# KeyListener-Alternative ohne anfängliches Delay ?



## kopfsalat (17. Dez 2004)

Hallo!
Ich suche eine Möglichkeit, die (Pfeil)tasten abzufragen, und bin dabei auf das Interface KeyListener mit der Methode KeyPressed als wohl einzige Lösung (mit Alternative abstract class KeyAdapter, welche im Grunde aber dasselbe ist) gestoßen.

Das funktioniert auch alles soweit, aber es gibt ein Problem: 
Wenn man die Taste gedrückt hält, dann wird das KeyEvent für KeyPressed  zunächst nur einmal erzeugt, gefolgt von einer kurzen Pause, danach geht es dann zügig ohne Unterbrechung. Also dasselbe Verhalten, wie es bei normalen Texttastatureingaben gewünscht ist.

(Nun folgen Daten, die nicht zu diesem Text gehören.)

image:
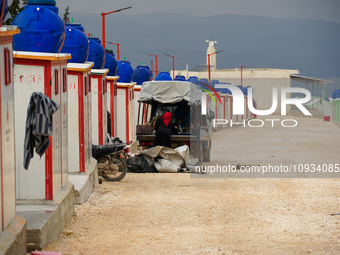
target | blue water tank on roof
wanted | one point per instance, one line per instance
(77, 44)
(3, 10)
(125, 71)
(111, 63)
(142, 74)
(180, 78)
(163, 76)
(77, 26)
(96, 53)
(42, 30)
(213, 83)
(194, 80)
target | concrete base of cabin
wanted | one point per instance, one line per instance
(47, 219)
(13, 238)
(84, 183)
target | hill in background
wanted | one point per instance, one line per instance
(312, 46)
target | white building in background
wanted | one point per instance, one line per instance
(262, 80)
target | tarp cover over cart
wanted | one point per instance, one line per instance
(183, 100)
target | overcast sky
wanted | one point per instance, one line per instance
(327, 10)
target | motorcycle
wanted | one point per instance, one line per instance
(111, 160)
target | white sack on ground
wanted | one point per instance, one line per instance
(174, 158)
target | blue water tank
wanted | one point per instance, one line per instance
(213, 83)
(41, 2)
(125, 71)
(42, 30)
(77, 44)
(142, 74)
(96, 53)
(180, 78)
(111, 63)
(3, 10)
(194, 80)
(163, 76)
(77, 26)
(96, 40)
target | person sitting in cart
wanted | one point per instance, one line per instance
(163, 128)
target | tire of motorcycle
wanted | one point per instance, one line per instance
(122, 170)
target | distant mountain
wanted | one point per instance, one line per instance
(312, 46)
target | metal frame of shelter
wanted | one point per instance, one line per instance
(313, 81)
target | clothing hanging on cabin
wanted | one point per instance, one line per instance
(38, 125)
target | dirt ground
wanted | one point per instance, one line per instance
(178, 214)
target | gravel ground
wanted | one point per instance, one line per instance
(177, 214)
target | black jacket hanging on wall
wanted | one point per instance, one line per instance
(38, 125)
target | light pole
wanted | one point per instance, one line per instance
(173, 65)
(103, 22)
(241, 73)
(209, 62)
(156, 62)
(117, 44)
(152, 67)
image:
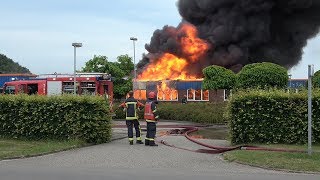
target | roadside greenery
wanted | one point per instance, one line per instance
(7, 65)
(65, 117)
(262, 75)
(316, 80)
(13, 148)
(272, 116)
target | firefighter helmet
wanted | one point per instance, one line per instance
(151, 95)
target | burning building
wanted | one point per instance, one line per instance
(228, 33)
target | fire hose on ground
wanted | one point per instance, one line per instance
(188, 129)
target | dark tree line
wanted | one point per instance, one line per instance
(7, 65)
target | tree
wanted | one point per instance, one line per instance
(263, 75)
(316, 79)
(7, 65)
(121, 72)
(216, 77)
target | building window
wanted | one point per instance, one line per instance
(140, 94)
(198, 95)
(167, 95)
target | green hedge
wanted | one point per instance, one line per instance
(201, 112)
(275, 116)
(64, 117)
(263, 75)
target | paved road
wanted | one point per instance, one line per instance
(118, 160)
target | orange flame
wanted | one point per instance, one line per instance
(165, 93)
(171, 67)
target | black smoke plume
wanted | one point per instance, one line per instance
(241, 32)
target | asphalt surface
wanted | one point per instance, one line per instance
(119, 160)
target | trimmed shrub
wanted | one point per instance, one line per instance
(57, 117)
(206, 113)
(316, 79)
(272, 117)
(216, 77)
(263, 75)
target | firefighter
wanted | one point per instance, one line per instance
(131, 105)
(151, 116)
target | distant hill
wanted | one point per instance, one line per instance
(7, 65)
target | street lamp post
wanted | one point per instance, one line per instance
(133, 39)
(290, 82)
(310, 74)
(75, 45)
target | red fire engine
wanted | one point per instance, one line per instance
(57, 84)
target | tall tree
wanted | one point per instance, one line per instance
(7, 65)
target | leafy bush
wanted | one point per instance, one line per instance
(64, 117)
(216, 77)
(207, 113)
(272, 117)
(316, 79)
(263, 75)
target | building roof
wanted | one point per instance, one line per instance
(24, 75)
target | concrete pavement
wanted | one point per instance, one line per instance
(119, 160)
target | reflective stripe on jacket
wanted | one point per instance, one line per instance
(150, 111)
(131, 105)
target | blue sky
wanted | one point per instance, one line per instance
(38, 34)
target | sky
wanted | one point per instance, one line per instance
(38, 34)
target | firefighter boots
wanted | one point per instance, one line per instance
(152, 143)
(146, 142)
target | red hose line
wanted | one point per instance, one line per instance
(213, 149)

Kann man dieses Verhalten ändern ? Z.B. für Rotationen von Objekten, etc. ist das absolut lästig.
Ich hätte gerne, dass sobald die Taste gedrückt ist, die Ereignisse ununterbrochen losgefeuert werden.
Gibt es dafür eine andere Methode - die ggf. näher mit dem Tastaturpuffer zusammenarbeitet ?

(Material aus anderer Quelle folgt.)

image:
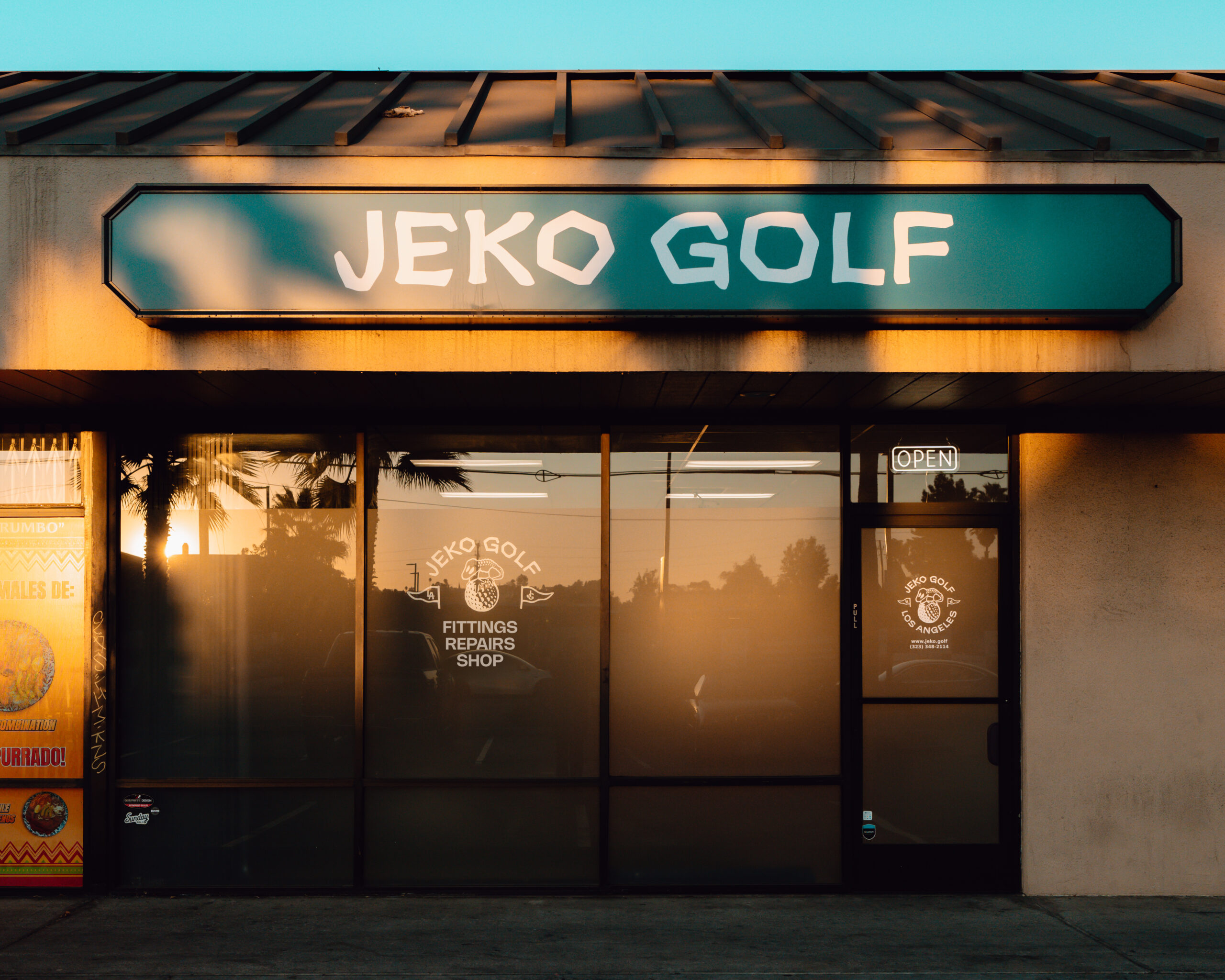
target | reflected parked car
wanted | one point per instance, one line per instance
(937, 672)
(734, 717)
(406, 685)
(504, 675)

Eine umständliche Alternative wäre wohl, mit KeyPressed und KeyReleased lediglich ein 'globales Flag' auf An/Aus zu setzen, und in einer Art Hauptschleife in Abhängigkeit davon die gewünscht Aktion ausführen. Dann aber wäre das gesamte Programm nicht mehr rein Event-orientiert (so, wie ich es mir wünsche), sondern bräuchte eine Hauptschleife.


----------



## Wildcard (17. Dez 2004)

Du könntest auch einen eigenen Thread erzeugen, der gestartet wird wenn eine Taste gedrückt wird,
und beendet wird wenn sie wieder losgelassen wird.
(Hab ich immer so gemacht)
Die Anschlagverögerung auszuschalten ist glaub ich nicht so ohne weiteres möglich.
Bin mir da aber nicht ganz sicher, also wenn es jemand besser weiß...


----------



## 0xdeadbeef (17. Dez 2004)

Ist ein Problem der JVM-Implementierung unter Linux:

Unter Win32 erzeugt eine gedrückte Taste "key pressed"-Nachrichten, solange die Taste gedrückt wird und eine (!)  "key released"-Nachricht, wenn die Taste schließlich losgelassen wird. Unter Linux werden die ganze Zeit "key pressed/key released"-Paare erzeugt.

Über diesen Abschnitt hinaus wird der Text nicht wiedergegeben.